Priorité : la lutte  contre la corruption

La nouvelle présidente libérienne, Ellen Johnson-Sirleaf, fidèle à sa réputation de "dame de fer", a limogé des fonctionnaires du ministère des Finances, dans le cadre de ses efforts pour s'attaquer à la corruption rampante qui mine son pays de longue date.  Confrontée à la tâche herculéenne de rebâtir une nation ruinée par 14 années de guerre civile (1989-2003), la première femme élue présidente en Afrique a déclaré que sa victoire au second tour en novembre lui donnait mandat pour épurer les finances du Liberia. "Ceux qui ont trempé dans des malversations et scandales financiers doivent céder la place à ceux qui sont prêts à accomplir la volonté du peuple libérien", a déclaré Mme Johnson-Sirleaf lors d'une visite surprise au ministère.

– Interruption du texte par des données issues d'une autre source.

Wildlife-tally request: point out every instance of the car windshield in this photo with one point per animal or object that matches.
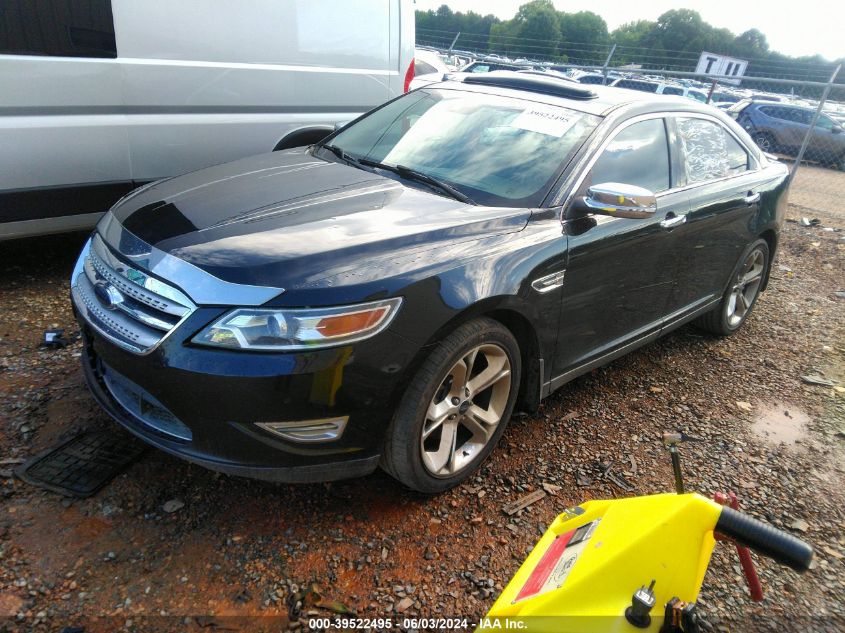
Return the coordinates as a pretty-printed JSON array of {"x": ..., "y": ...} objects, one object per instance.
[{"x": 498, "y": 151}]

Ses propos ont laissé craindre tout d'abord que tout le personnel du ministère des Finances serait mis à pied, mais la présidence a par la suite déclaré que seuls les employés nommés par le gouvernement de transition sortant étaient relevés de leurs fonctions. La corruption endémique a été une des causes principales de la guerre civile libérienne, qui a fait 250 000 morts et a dévasté la plus ancienne République indépendante d'Afrique, fondée en 1847 par des esclaves américains affranchis.  Mme Johnson-Sirleaf, économiste formée à Harvard, a déclaré dans son discours d'investiture, en janvier dernier, que la lutte contre la corruption serait sa priorité numéro un. Elle a nommé ministre des Finances Antoinette Sayeh, ancienne fonctionnaire de la Banque mondiale, avec mission d'en finir avec la corruption et de nouer des contacts avec les donateurs internationaux.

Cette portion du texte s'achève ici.